Mathematics and computation

Discrete time crystals could boost quantum simulations

06 Nov 2020
Time melting
Melting time: Kae Nemoto looked at the melting of discrete time crystals. (Courtesy: iStock/William Potter)

Researchers in Japan have developed a new mathematical technique to explore the characteristics of time crystals. The team, led by Kae Nemoto at the National Institute of Informatics in Tokyo, used a combination of graph theory and statistical mechanics to show how the exotic quantum materials evolve over time. Their work opens new routes to practical applications for time crystals, including simulations of complex quantum networks.

Time crystals are an exotic newcomer to physics, and researchers have much to learn about their unusual properties. First proposed in 2012, and finally observed experimentally in 2017, time crystals evolve continually as structures that repeat regularly in time. This is analogous to normal crystals, which have structures that repeat regularly in space. A normal crystal breaks translational symmetry in space because it is not the same everywhere in the crystal (some locations have atoms, while locations are empty space).  Similarly, time crystals break translational symmetry in time, with the structure changing as a function of time.

When time crystals were first proposed there was a fair amount of debate about whether they could exist in nature. More recently, theory and experiment have shown that some non-equilibrium quantum systems driven by a periodic external force can become “discrete time crystals” (DTCs).

Interconnected groups of nodes

Nemoto’s team further explored DTCs using graph theory – which can model a wide variety of complex discrete systems as mathematical structures containing interconnected groups of nodes. In this case, the nodes represented the different states of a DTC. By mapping out asymmetrical links between states, the researchers could reliably predict how the system evolves over time in various situations.

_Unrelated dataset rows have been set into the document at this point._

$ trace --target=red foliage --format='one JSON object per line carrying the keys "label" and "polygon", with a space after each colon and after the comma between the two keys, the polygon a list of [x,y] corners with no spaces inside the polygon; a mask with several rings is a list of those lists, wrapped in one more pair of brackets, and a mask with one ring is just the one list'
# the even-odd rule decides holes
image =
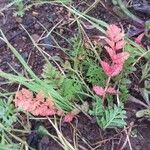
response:
{"label": "red foliage", "polygon": [[74,117],[75,117],[75,114],[70,112],[64,117],[64,122],[70,123]]}
{"label": "red foliage", "polygon": [[[123,69],[125,60],[128,59],[129,53],[124,52],[122,49],[125,45],[124,33],[116,25],[110,25],[106,31],[105,41],[107,46],[105,50],[110,56],[111,60],[100,61],[100,64],[105,74],[111,78],[117,76]],[[108,85],[107,85],[108,86]],[[105,97],[105,94],[117,94],[117,91],[113,87],[94,86],[93,91],[99,95]]]}
{"label": "red foliage", "polygon": [[139,45],[142,46],[142,39],[143,39],[144,35],[145,35],[144,33],[141,33],[138,37],[135,38],[134,41],[135,41],[137,44],[139,44]]}
{"label": "red foliage", "polygon": [[117,91],[113,88],[113,87],[108,87],[106,90],[100,86],[94,86],[93,87],[93,91],[99,95],[99,96],[103,96],[107,93],[109,94],[117,94]]}
{"label": "red foliage", "polygon": [[107,53],[111,58],[111,63],[106,61],[100,61],[100,64],[109,77],[118,75],[122,69],[125,60],[128,59],[129,53],[119,52],[123,49],[125,40],[124,33],[116,25],[110,25],[106,32],[106,43],[108,46],[105,46]]}
{"label": "red foliage", "polygon": [[25,88],[16,93],[15,106],[34,116],[51,116],[60,114],[51,98],[46,98],[43,92],[39,92],[35,97],[33,93]]}

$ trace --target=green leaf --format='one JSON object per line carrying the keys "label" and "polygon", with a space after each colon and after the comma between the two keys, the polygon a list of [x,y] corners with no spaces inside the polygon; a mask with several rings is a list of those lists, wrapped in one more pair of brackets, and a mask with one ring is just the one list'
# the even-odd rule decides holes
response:
{"label": "green leaf", "polygon": [[126,111],[123,109],[123,106],[114,105],[113,108],[108,107],[101,119],[98,120],[98,124],[103,128],[115,128],[123,127],[126,125],[124,119],[126,118]]}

When a DTC is driven too hard, the system can “melt” – causing it to stop oscillating and lose its time crystal order. To explore this process further, Nemoto and colleagues combined graph theory with statistical mechanics to model how a DTC’s graph structure evolved over time, until melting completely. This gave the team a far more complete insight into the nature of the crystals than ever achieved previously. Where useful applications of the materials have remained speculative until now, the results revealed how a DTC’s characteristics can be exploited to simulate intricately connected systems.

Using their newly developed toolset to translate DTCs into the language of graph theory, Nemoto’s team showed how the materials can be used to simulate networks the size of the global Internet, using just several quantum bits. They also showed that DTCs could be exploited to achieve quantum simulations of quantum many-body systems, whose dynamics are notoriously difficult to model. Through further improvements, the researchers’ techniques could become suitable for applications including advanced machine learning algorithms, the analysis of natural ecosystems and simulations of neural structures in the brain.

The study is described in Science Advances.